D.A. Carson calls John’s prologue (vv. 1-18) “the foyer to the rest of the Fourth Gospel simultaneously drawing the reader in and introducing the major themes.” The major theological theme of the opening verses of John’s gospel is the incarnation. The incarnation is that miracle whereby the unapproachable, terrifyingly holy God who is perfect and who is spirit became a man. He did not simply disguise himself with skin. The God of Abraham, Isaac, and Jacob; the God who is there truly became a man. And this, mysteriously, without sacrificing His deity. The incarnation means that God so loved the world that he sent his only begotten Son.

Here in the opening words John summarizes how the eternal “Word” was sent into the world to become the Jesus of history, “so that the glory and grace of God might be uniquely and perfectly disclosed” (Carson, 111). The rest of John’s Gospel is an expansion and interpretation of that theme.

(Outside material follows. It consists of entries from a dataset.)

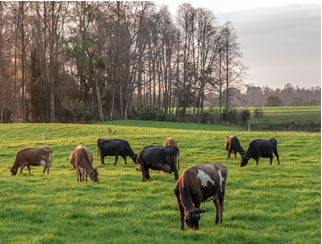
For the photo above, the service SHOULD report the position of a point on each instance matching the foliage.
(121, 209)
(273, 101)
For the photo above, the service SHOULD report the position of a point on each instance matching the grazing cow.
(261, 148)
(158, 158)
(170, 142)
(31, 156)
(200, 183)
(81, 160)
(115, 147)
(232, 145)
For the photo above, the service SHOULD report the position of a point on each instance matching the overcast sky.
(280, 39)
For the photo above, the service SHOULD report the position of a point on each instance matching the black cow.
(115, 147)
(200, 183)
(232, 144)
(158, 158)
(261, 148)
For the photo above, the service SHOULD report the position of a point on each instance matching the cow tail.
(87, 154)
(178, 158)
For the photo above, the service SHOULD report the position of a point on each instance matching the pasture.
(263, 204)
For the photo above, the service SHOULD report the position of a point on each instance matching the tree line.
(248, 96)
(84, 61)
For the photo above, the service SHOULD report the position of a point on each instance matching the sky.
(280, 39)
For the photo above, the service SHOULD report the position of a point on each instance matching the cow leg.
(181, 210)
(176, 176)
(143, 173)
(102, 158)
(116, 158)
(124, 159)
(228, 156)
(21, 168)
(147, 174)
(276, 154)
(79, 178)
(217, 206)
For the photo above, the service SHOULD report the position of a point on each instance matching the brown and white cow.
(200, 183)
(81, 160)
(31, 156)
(170, 142)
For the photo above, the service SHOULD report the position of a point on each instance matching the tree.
(273, 101)
(233, 67)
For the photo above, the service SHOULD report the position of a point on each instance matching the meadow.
(263, 204)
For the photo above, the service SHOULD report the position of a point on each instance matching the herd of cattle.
(196, 184)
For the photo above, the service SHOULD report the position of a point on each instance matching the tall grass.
(263, 204)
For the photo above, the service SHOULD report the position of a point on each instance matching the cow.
(115, 147)
(200, 183)
(260, 148)
(232, 144)
(32, 156)
(81, 160)
(158, 158)
(170, 142)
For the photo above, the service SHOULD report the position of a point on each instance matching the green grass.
(263, 204)
(286, 114)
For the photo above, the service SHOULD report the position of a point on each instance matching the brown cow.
(170, 142)
(31, 156)
(81, 160)
(197, 184)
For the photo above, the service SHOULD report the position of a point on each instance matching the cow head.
(192, 218)
(13, 170)
(244, 161)
(135, 157)
(93, 175)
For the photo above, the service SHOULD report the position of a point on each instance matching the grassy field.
(285, 114)
(288, 114)
(263, 204)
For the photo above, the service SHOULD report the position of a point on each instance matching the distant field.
(289, 114)
(263, 204)
(285, 114)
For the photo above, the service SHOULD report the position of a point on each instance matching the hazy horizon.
(280, 40)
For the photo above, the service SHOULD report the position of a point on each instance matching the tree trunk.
(52, 65)
(21, 13)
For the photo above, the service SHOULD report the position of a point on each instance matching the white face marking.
(43, 163)
(221, 179)
(204, 178)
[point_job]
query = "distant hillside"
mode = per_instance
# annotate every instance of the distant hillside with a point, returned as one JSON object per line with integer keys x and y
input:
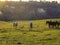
{"x": 29, "y": 10}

Verse 14 says, “The Word became flesh and (literally) ‘tabernacled’ among us.” This is what we celebrate at Christmas. It is all about God miraculously tabernacling among His people. That’s why I don’t get upset when lost people, the government, or corporate entities do not wish me a “merry Christmas.” They most certainly do not mean, “May you be filled with joy due to the fact that in the person of Jesus God entered humanity that he might bear away the guilt and burden of our sin and bring us into fellowship with Himself.” Only my brothers and sisters in Christ can properly wish me a merry Christmas.

The incarnation is a profound mystery. It is God come to humanity through humanity. Christmas, the incarnation, is God with us. We contemporary Christians don’t much realize just how impossible this thought would have been to Old Covenant Jews. They understood that you did not survive a face-to-face with God. His glory is too great and His holiness too intense.

In Wichita where I previously served there is a local church that, in a radio add offered a “face-to-face encounter with God” at their Saturday evening service. Of course, they had better hope there is not a face-to-face encounter with God. But as ludicrous as that advertisement sounds, it would have sounded downright deadly to the Old Covenant people of God.

This is what the incarnation did: it made it possible for man to see God in a way that would bless instead of destroy. God told Moses, “No one may see me and live.” But something wonderful happens through the Lord Jesus. In verse 14 John says that he and the apostles “beheld His glory…” In the opening words of his first epistle John writes, “That which was from the beginning, which we have heard, which we have seen with our eyes, which we have looked at and our hands have touched – this we proclaim concerning the Word of life” (I John 1:1).

This God who was unapproachable became, in the person of Jesus, One that could be seen, heard, and touched. The God who once said, “Stay away or die!” has now come down to us. Only God could bridge that gap. It had to happen on His terms. All attempts by man to bring God down or to ascend to where God is are met with frustration or destruction. God would come in a way that he could be seen and heard and touched. But it would be in the person of Jesus and only in the person of Jesus – the Word become flesh.